That said, unless your toddler is asking for a pillow, forgo one as long as they haven’t moved into a bed — and even then, it’s not immediately necessary.
The safer bet: No pillow for now.
Hazard #5: Giving your toddler a pillow too early — even if they’re in a bed
On the flip side, a bed doesn’t automatically equate a pillow since babies and toddlers move out of cribs at varying ages.
“If your child is transitioning to a bed younger than age 2, do not introduce a pillow,” says Jennifer Gilman, a certified sleep consultant in New Jersey. “Infants and toddlers are used to sleeping on a bare, flat and firm surface, which is the safest sleep environment for them.”
This means you can absolutely transition your toddler to a bed without a pillow.

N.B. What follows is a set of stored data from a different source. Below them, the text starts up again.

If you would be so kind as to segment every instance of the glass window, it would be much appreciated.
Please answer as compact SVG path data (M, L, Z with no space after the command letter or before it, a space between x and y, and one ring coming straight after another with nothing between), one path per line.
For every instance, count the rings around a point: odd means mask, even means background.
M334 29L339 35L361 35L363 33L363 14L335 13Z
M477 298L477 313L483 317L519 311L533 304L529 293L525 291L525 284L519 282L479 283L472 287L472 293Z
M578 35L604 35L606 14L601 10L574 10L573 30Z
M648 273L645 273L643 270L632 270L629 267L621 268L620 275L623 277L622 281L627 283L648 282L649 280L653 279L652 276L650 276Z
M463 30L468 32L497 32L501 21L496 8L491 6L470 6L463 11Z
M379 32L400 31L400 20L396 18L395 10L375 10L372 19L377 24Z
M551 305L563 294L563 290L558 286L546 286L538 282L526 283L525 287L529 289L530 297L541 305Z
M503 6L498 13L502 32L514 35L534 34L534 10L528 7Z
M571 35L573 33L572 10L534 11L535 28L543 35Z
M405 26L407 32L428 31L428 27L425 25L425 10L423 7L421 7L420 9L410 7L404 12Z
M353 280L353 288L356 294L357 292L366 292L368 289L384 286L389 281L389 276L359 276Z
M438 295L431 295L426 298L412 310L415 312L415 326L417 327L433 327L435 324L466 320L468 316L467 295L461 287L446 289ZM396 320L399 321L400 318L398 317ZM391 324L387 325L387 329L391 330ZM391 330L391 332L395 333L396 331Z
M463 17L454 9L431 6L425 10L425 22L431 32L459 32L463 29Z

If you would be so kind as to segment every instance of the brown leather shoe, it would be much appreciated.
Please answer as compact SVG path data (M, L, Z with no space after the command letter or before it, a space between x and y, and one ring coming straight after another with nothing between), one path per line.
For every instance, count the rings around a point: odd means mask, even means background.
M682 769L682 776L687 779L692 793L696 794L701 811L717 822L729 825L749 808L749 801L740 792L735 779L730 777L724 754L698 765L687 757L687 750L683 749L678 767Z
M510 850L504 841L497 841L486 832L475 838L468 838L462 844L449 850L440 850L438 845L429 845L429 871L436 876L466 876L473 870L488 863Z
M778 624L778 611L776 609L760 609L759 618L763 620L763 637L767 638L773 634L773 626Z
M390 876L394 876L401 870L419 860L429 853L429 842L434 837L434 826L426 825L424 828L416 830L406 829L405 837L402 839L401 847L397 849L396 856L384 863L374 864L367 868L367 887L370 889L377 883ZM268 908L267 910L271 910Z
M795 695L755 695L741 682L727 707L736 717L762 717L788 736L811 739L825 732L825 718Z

“Our idea of comfort as adults is very different from what our children are used to,” says Gilman. “There is no need to worry that they are uncomfortable, because sleeping without a pillow is all they’ve known.”
Also, there’s a good chance they won’t stay on the pillow in the beginning anyway.
“Children don’t enter that stage of paralysis in their sleep that we do as adults until the age of 3 or 4, so they shift around a ton and don’t necessarily stay on a pillow or under blankets,” says Szmulewitz.
The safer bet: No pillow for now.
Hazard #6: Using a pillow with dangerous filling
When looking for the best toddler pillow, definitely opt for one that isn’t filled with small, hard grains or seeds, such as buckwheat or millet.
“Don’t give your toddler a pillow with pellets or small particles that could be a potential choking hazard,” says Trachtenberg. “Instead, give them a fiber-filled pillow.”
Typically, grain-filled pillows are geared toward eco-minded adults, which is all the more reason to stick to toddler-sized pillows.
The safer bet: Pottery Barn Kids Eco Down-Free Toddler Pillow
Filled with 70% recycled polyester and 30% Tencel fiber, the Eco Down-Free Toddler Pillow from Pottery Barn Kids is free from small pieces, making it safe for toddlers. And parents will love that its cover is made of 100% organic cotton.
Where to buy: Eco Down-Free Toddler Pillow ($39, Pottery Barn Kids)
The bottom line
No matter how old they are, keep in mind that many kids don’t take to using a pillow right away.
“Don’t be surprised if your child doesn’t actually use the pillow at first, or if it is thrown out of his bed,” says Romanyuk. “Your child will start to sleep with a pillow when they are ready.”